Namun, yang terjadi justru sebaliknya. Para pendukung MU yang datang ke markas Brentford justru dibuat malu lantaran tim kesayangannya harus tertinggal empat gol saat pertandingan baru berjalan 35 menit. Ronaldo yang diharapkan bisa jadi pemimpin di atas lapangan pun tidak bisa berbuat apa-apa.
Pada akhir pertandingan, Ronaldo jelas menunjukkan gesture tidak nyaman dengan hasil tersebut. Ia berjalan cepat menuju lorong ganti, bahkan tidak menyapa Ten Hag yang berdiri di sisi lapangan.
Menurut laporan The Athletic, Ronaldo tidak nyaman dengan pendekatan strategi Ten Hag yang menuntut intensitas tinggi dari para pemainnya serta melakukan pressing di garis pertahanan lawan.
Hubungan di antara keduanya pun dikabarkan kian retak. Ten Hag yang sebelumnya menyatakan bahwa Ronaldo masih masuk rencana permainannya, kini mulai berpikir realistis. Ia mulai terbuka dengan kemungkinan Ronaldo hengkang di bursa transfer musim panas ini demi bergabung dengan klub yang berlaga di Liga Champions. Namun, hingga kini belum ada tawaran yang masuk untuk CR7.
MU Lirik Jamie Vardy untuk Gantikan Ronaldo
Manajemen MU juga tak lagi ngotot mempertahankan Ronaldo. Sambil menunggu tawaran datang, mereka mulai mencari pemain yang bisa mengisi posisi yang akan ditinggalkan Ronaldo.Menurut laporan, manajemen Setan Merah kini membidik Jamie Vardy untuk diboyong ke Old Trafford sebelum jendela transfer musim panas ini ditutup pada akhir bulan ini. Vardy saat ini tengah menjalani tahun terakhir kontraknya bersama Leicester City.

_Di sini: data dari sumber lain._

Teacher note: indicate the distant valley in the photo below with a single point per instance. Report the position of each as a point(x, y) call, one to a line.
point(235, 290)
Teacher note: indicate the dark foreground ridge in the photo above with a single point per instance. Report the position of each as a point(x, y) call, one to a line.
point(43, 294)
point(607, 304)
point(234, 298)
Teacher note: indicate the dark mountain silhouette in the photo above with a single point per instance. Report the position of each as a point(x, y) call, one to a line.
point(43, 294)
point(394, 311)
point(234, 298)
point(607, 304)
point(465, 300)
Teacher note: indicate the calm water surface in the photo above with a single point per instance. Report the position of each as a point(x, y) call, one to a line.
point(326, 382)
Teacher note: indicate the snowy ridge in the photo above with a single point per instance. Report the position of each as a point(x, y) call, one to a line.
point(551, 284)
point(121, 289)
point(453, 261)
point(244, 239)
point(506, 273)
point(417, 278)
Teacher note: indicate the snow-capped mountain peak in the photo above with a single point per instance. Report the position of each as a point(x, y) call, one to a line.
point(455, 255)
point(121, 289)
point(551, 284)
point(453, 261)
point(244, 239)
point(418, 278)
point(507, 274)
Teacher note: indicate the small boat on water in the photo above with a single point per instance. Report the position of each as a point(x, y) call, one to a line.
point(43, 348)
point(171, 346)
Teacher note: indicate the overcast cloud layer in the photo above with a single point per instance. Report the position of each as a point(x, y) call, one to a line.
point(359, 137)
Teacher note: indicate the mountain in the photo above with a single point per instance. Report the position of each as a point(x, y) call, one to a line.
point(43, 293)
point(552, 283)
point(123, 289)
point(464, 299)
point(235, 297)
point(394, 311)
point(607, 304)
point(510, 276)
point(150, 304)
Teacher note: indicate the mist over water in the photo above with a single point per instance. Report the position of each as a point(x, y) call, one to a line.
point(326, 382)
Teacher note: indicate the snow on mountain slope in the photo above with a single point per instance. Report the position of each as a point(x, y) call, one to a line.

Meski usianya tak lagi muda, 35 tahun, Vardy dianggap sebagai salah satu penyerang terbaik di Liga Inggris. Selama sembilan tahun berkarier di kasta tertinggi sepak bola Inggris, Vardy tercatat sudah mengoleksi 133 gol dan menempatkannya di posisi 14 dalam daftar topskor sepanjang masa Liga Inggris.
Di luar musim pertamanya di Liga Primer (2014 -- 2015), Vardy adalah penyerang yang punya konsistensi bagus dalam urusan gol. Ia selalu mencetak minimal 16 gol di setiap musimnya (mulai musim 2015/2016 - 2021/2022).
Dengan kontraknya yang saat ini hanya menyisakan kurang dari 12 bulan, manajemen MU cukup yakin bisa meyakinkan Vardy untuk merapat ke Old Trafford. Terlebih, The Foxes juga mengawali kampanye musim ini dengan kurang baik di mana mereka kalah dari Arsenal dan imbang dari Brentford di pekan pertama.